Tal fue, entre muchos otros logros y desaciertos propios de su tiempo, el legado de Felipe II a la Historia. En los últimos
años autores de rigor están dando a conocer esta realidad sepultada y
parece que poco a poco se va divulgando una verdad de la que ya hablara
Alexander von Humboldt, quien dijo que ”La Humanidad debe gratitud
eterna a la Monarquía
Española , pues la multitud de expediciones científicas que ha
financiado ha hecho posible la extensión de los conocimientos geográficos”, en un sonoro aplauso a la inquietud científica
inaugurada por el Rey Prudente.
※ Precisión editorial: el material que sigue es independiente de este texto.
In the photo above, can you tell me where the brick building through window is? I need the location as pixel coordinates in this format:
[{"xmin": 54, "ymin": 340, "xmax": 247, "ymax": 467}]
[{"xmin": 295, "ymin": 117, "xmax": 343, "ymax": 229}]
El historiador británico Fernández-Armesto
aporta hoy, refiriéndose a las iniciativas de Felipe II, que “…
dedicaba al desarrollo científico un presupuesto incomparablemente superior al
del resto de naciones europeas”. Pero como no podía ser de otra manera, aquel dinamismo admirable sigue siendo ignorado por la mayoría en lugar de ser enarbolado con orgullo. Como expone acertadamente García de Cortázar, Felipe II “… soñó
demasiado y terminó convertido en el más alto prisionero de sus proyectos”.
Un destino que la lápida de la
Historia parece reservar para muchos de sus grandes hombres.